Although the promised speeds are unlikely to be widely available for several years, BT’s announcement deals a blow to the £92m South Yorkshire Digital Region project, a council-led scheme designed to make next-generation broadband available to almost every home and business in the county.
The arrival of “ultra-fast” broadband comes as BT revealed an 18 per cent rise in underlying profits to £628m in the three months to December 31.
The company has secured 56 per cent of new broadband subscribers in the quarter, considerably ahead of Sky, TalkTalk and Virgin.
John Anderson, BT’s regional director for Yorkshire and the Humber, said: “These are major improvements to the super-fast fibre broadband network, offering big benefits for the region’s homes and businesses.

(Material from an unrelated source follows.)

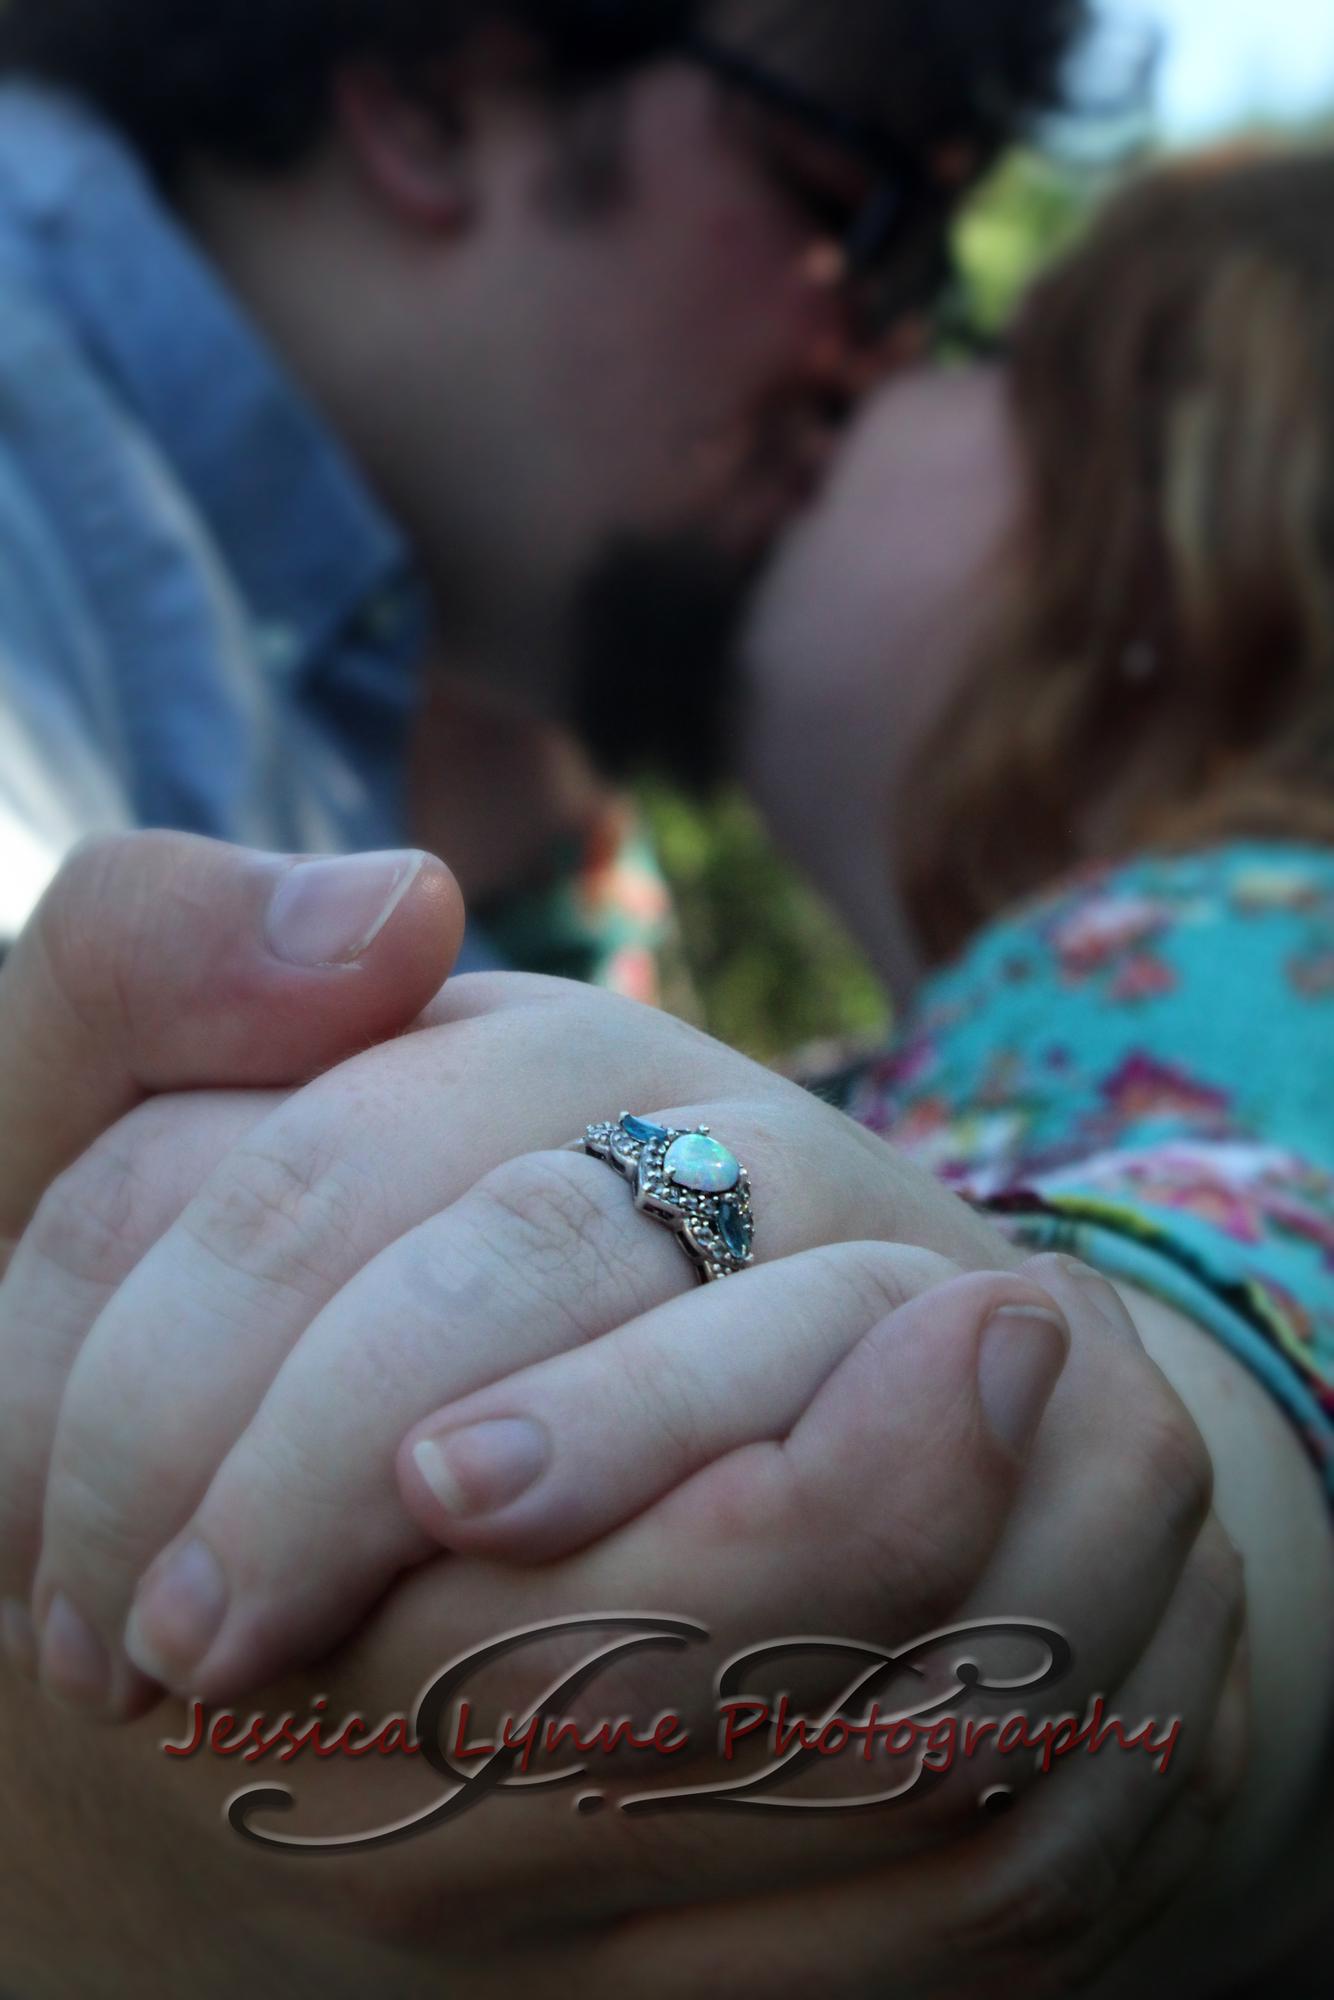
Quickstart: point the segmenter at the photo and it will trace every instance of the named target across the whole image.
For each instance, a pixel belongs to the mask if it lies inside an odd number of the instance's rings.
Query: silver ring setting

“They will play a vital part in the future growth of the region as it makes progress in these economically challenging times.”
The new cables will represent a massive increase on current broadband speeds – the national average is 7.6Mb (megabits per second) and the highest available is 40Mb.
Digital Region, which has installed miles of fibre optic cables underneath the streets of South Yorkshire but whose account revealed a £9m loss last year, declined to comment.